Tölvera LLM Agent: 6-Week Implementation Plan
Current State Analysis
Already Implemented:
- Products of Programmtic Experts system for behavior synthesis
- Species interactions via
species_manager.py - Behavior decomposition for complex descriptions via
behavior_manager.py - Error detection and correction pipeline
- Kernel accumulation and learning system
Additions Needed:
- Temporal state management and multi-timescale dynamics
- Cognitive capacities (memory, learning, anticipation)
- Spatial field systems (territories, resources)
- OSC mapping and sonification framework
- Evolution and adaptation mechanisms
- Textualize-based CLI interface (started, but left to finish up)
Week 1 (July 14-20): Temporal & State Integration
Goal
Extend the State system to support temporal dynamics and implement time-based behaviors.
Implementation Tasks
1.1 Temporal State Extension
I’m thinking of having a manager much like the species or behavior that takes over the main control of this portion of this aspect of generation.
# In src/tolvera/llm/temporal_manager.py
class TemporalStateManager:
def __init__(self, tv):
self.tv = tv
self.setup_temporal_states()
def setup_temporal_states(self):
# Core temporal state for all particles
self.tv.s.temporal = {
"state": {
"phase": (ti.f32, 0.0, 2*3.14159),
"frequency": (ti.f32, 0.1, 10.0),
"energy": (ti.f32, 0.0, 1.0),
"age": (ti.i32, 0, 10000),
"last_pos": (ti.math.vec2, 0.0, 1.0),
"activity": (ti.f32, 0.0, 1.0),
},
"shape": self.tv.pn,
"osc": ("get", "set", "stream"),
"randomise": True
}
# Global temporal state
self.tv.s.global_time = {
"state": {
"day_phase": (ti.f32, 0.0, 1.0), # 0=night, 0.5=noon, 1=night
"season": (ti.i32, 0, 3), # 0=spring, 1=summer, etc.
"global_energy": (ti.f32, 0.0, 1.0), # Total system energy
},
"shape": 1,
"osc": ("get", "stream"),
"randomise": False
}1.2 Temporal Behavior Experts
After this temporal implementation manager, we should be able to have particles follow these types of temporal dynamics.
temporal_behaviors = [
"particles oscillate with individual frequencies (stored in temporal.frequency state)",
"particles with low energy move slower (by multiplying velocity by energy level)",
"particles increase activity during day_phase (0.25 to 0.75 (daytime))",
"particles synchronize phases with nearby particles (strength 0.5)",
"particles lose energy over time (at rate 0.001 per frame)",
"particles remember last position and avoid returning to it"

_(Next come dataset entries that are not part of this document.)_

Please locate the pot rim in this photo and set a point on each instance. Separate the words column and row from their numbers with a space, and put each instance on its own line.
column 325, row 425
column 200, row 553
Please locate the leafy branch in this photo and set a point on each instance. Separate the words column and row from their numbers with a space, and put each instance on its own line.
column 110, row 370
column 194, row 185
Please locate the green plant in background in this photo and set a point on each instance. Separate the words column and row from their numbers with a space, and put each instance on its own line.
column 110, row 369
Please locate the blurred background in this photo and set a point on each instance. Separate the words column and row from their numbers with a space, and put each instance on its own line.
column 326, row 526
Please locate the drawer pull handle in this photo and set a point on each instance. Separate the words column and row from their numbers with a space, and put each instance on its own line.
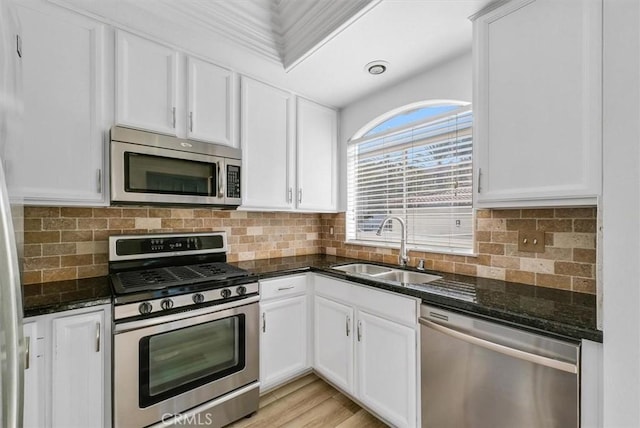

]1.3 Multi-Timescale Update Kernel
Update different temporal components at appropriate frequencies
Not the actual code, but we could implement something like this:
@ti.kernel
def multi_timescale_update():
frame_count = ti.cast(tv.s.global_time.field[0].age, ti.i32)
# Every frame: age, position memory
for i in range(tv.pn):
tv.s.temporal.field[i].age += 1
tv.s.temporal.field[i].last_pos = tv.p.field[i].pos
# Every 10 frames: energy updates
if frame_count % 10 == 0:
for i in range(tv.pn):
# Energy decay
tv.s.temporal.field[i].energy *= 0.99
# Every 100 frames: phase updates, global time
if frame_count % 100 == 0:
tv.s.global_time.field[0].day_phase = (tv.s.global_time.field[0].day_phase + 0.01) % 1.01.4 Integration with Current System
Modify expert synthesis to access temporal states:
# Update prompt templates to include temporal state access
temporal_prompt_addition = """
You can access temporal states via:
- tv.s.temporal.field[i].phase - oscillation phase
- tv.s.temporal.field[i].energy - current energy level
- tv.s.temporal.field[i].age - particle age
- tv.s.global_time.field[0].day_phase - global day/night cycle
# More here if we need this...
"""Week 1 Deliverables
- Working temporal state system with proper Taichi integration
- Multi-timescale update mechanism
- Integration with existing current synthesis pipeline
- Example: Day/night cycle affecting particle behavior
Week 2 (July 21-27): Cognitive Capacities Implementation
Goal
Implement cognitive capacities (orienting response, sensing, memory, learning, etc.)
Implementation Tasks
2.1 Cognitive State System
# In src/tolvera/llm/cognitive_manager.py ???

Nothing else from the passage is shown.